An Environmental Protection Act in 1991 prohibited importing radioactive material for long-term storage or burial in Russia, but controversial legislation to allow imports for permanent storage was passed by the Russian Parliament and signed by President Putin in 2001.[32] In the long term, the Russian plan is for deep geologic disposal.[34] Most attention has been paid to locations where waste has accumulated in temporary storage at Mayak, near Chelyabinsk in the Ural Mountains, and in granite at Krasnoyarsk in Siberia.

Europe

Belgium

The deep disposal of high-level radioactive waste (HLW) is studied in Belgium for more than 30 years. Boom Clay is presently studied as a reference host formation for HLW disposal. The Hades underground research laboratory (URL) is located at −223 m in the Boom Formation at the Mol site. The Belgian URL is operated by the Euridice European Interest Group, a joint organisation between SCK•CEN, the Belgian Nuclear Research Centre which initiated the research on waste disposal in Belgium in the 1970s and 1980s and Ondraf/Niras, the waste management authorities. In Belgium, the regulatory body in charge of guidance and licensing approval is the Federal Agency of Nuclear Control, created in 2001.

Finland

In 1983, the government decided to select a site for permanent repository by 2010. With only four nuclear reactors providing 29 percent of its electricity,[22] Finland in 1987 enacted a Nuclear Energy Act making the producers of radioactive waste responsible for its disposal, subject to requirements of its Radiation and Nuclear Safety Authority and an absolute veto given to local governments in which a proposed repository would be located. Producers of nuclear waste organized Posiva Oy with responsibility for site selection, construction and operation of a permanent repository.

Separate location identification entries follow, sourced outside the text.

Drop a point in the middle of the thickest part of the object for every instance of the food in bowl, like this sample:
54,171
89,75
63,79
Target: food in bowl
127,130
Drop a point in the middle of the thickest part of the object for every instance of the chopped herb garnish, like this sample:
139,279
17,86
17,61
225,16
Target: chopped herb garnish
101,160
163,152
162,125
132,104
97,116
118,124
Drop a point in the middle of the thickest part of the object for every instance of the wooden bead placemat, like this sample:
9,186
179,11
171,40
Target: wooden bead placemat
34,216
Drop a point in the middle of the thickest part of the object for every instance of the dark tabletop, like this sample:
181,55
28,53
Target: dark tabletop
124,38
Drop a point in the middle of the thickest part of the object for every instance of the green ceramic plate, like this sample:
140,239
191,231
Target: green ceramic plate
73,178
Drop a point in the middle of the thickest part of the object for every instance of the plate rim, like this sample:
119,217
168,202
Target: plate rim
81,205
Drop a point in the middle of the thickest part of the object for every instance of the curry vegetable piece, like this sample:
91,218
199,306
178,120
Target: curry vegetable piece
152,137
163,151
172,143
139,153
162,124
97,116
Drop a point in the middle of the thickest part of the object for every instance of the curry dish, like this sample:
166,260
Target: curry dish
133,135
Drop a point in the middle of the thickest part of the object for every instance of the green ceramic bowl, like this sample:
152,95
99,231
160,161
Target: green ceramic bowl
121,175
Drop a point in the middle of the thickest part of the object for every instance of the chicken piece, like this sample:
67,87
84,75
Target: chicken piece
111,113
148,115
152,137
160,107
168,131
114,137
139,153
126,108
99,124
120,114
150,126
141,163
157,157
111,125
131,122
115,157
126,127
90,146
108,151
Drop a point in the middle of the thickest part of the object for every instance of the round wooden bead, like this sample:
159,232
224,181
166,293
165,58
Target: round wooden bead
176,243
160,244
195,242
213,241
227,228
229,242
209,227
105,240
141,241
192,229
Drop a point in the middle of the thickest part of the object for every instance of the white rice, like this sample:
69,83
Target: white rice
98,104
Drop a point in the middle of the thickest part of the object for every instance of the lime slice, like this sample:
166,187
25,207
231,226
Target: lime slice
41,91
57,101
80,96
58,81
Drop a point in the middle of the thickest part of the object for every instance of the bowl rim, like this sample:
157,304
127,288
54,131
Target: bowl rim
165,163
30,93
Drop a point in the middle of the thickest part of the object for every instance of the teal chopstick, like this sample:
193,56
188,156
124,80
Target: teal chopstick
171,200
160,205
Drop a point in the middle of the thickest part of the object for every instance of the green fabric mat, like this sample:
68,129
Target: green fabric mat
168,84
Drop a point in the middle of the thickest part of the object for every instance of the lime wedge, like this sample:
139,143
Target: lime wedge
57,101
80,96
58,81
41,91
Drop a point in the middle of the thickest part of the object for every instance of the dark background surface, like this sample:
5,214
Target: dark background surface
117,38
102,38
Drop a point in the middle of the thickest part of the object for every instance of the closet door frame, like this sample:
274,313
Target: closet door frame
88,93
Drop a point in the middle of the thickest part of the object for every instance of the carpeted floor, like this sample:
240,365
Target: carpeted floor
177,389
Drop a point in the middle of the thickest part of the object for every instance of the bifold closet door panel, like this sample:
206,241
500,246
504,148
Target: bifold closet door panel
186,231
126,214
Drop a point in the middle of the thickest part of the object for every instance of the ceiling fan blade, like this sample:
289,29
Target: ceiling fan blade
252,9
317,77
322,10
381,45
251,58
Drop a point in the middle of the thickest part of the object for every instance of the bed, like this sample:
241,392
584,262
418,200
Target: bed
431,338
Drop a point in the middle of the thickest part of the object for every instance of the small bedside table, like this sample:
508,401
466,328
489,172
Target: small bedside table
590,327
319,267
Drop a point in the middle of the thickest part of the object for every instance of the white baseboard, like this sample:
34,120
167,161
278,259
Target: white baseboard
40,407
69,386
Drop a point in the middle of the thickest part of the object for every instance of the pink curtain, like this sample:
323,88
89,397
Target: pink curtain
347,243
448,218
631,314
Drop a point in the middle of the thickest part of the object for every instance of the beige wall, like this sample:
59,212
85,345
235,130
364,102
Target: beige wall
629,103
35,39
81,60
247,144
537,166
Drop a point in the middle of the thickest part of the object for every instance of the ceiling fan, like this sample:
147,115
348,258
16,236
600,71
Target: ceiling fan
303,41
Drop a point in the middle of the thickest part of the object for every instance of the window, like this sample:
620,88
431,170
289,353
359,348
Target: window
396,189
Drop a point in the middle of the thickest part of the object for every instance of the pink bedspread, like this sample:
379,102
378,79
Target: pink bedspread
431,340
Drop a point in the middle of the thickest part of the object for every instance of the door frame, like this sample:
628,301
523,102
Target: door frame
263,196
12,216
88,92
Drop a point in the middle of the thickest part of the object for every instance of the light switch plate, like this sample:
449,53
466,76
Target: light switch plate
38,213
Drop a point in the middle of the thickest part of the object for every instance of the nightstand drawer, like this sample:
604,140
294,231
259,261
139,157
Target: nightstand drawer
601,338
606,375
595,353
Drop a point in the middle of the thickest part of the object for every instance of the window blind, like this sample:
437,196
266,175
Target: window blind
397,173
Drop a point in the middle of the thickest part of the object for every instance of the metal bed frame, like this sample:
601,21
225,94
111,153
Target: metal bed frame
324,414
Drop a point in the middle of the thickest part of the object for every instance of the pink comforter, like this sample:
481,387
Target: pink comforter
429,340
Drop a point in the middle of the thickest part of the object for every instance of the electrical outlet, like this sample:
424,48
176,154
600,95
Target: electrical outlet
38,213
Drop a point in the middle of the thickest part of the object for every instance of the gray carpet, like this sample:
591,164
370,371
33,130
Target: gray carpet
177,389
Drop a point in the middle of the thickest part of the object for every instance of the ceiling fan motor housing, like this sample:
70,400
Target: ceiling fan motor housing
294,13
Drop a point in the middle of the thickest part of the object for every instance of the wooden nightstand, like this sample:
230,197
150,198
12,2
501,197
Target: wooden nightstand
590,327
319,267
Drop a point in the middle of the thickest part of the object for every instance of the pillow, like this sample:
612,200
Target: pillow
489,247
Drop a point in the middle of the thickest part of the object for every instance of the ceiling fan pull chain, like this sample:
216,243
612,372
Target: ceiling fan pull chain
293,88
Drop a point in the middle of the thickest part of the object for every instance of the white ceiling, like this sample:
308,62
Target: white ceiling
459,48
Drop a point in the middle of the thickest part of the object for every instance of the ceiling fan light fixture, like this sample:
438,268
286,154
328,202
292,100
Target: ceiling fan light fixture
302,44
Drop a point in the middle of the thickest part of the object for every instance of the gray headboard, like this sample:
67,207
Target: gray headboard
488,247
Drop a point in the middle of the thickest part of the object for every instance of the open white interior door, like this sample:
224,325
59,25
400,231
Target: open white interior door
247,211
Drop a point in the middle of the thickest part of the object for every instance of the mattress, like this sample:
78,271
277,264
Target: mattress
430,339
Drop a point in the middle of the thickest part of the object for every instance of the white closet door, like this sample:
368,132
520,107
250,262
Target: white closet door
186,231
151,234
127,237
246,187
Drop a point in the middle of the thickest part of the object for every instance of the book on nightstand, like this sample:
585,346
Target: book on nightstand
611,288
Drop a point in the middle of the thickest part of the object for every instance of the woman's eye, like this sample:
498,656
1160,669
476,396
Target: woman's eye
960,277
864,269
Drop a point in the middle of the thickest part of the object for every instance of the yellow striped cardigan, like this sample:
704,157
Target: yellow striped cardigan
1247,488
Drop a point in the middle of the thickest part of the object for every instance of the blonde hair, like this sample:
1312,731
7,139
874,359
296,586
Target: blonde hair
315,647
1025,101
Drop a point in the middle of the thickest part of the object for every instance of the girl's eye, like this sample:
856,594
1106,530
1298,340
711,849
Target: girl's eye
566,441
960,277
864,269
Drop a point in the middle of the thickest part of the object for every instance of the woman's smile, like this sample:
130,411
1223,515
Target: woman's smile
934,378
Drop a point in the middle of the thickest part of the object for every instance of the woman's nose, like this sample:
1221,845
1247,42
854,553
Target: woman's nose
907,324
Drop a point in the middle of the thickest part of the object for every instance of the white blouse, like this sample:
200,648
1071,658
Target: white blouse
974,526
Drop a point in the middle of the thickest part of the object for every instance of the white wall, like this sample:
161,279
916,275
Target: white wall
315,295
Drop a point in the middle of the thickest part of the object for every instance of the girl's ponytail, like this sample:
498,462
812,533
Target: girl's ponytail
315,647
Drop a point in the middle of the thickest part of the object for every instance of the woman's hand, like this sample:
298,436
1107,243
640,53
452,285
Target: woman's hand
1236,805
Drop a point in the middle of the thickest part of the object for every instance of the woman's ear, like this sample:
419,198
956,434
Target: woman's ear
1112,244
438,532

A 1994 amendment to the Act required final disposal of spent fuel in Finland, prohibiting the import or export of radioactive waste.

Environmental assessment of four sites occurred in 1997–98, Posiva Oy chose the Olkiluoto site near two existing reactors, and the local government approved it in 2000. The Finnish Parliament approved a deep geologic repository there in igneous bedrock at a depth of about 500 meters in 2001. The repository concept is similar to the Swedish model, with containers to be clad in copper and buried below the water table beginning in 2020.[35] The Finnish government has started building a vault to store nuclear waste not far from the Olkiluoto Nuclear Power Plant.

France

With 59 nuclear reactors contributing about 75 percent of its electricity,[22] the highest percentage of any country, France has been reprocessing its spent reactor fuel since the introduction of nuclear power there. Some reprocessed plutonium is used to make fuel, but more is being produced than is being recycled as reactor fuel.[36] France also reprocesses spent fuel for other countries, but the nuclear waste is returned to the country of origin. Radioactive waste from reprocessing French spent fuel is expected to be disposed of in a geological repository, pursuant to legislation enacted in 1991 that established a 15 year period for conducting radioactive waste management research. Under this legislation, partition and transmutation of long-lived elements, immobilization and conditioning processes, and long-term near surface storage are being investigated by a Commissariat a l’Energy Atomique (CEA). Disposal in deep geological formations is being studied by the French agency for radioactive waste management, Agence Nationale pour la gestion des Dechets Radioactifs, in underground research labs.[37]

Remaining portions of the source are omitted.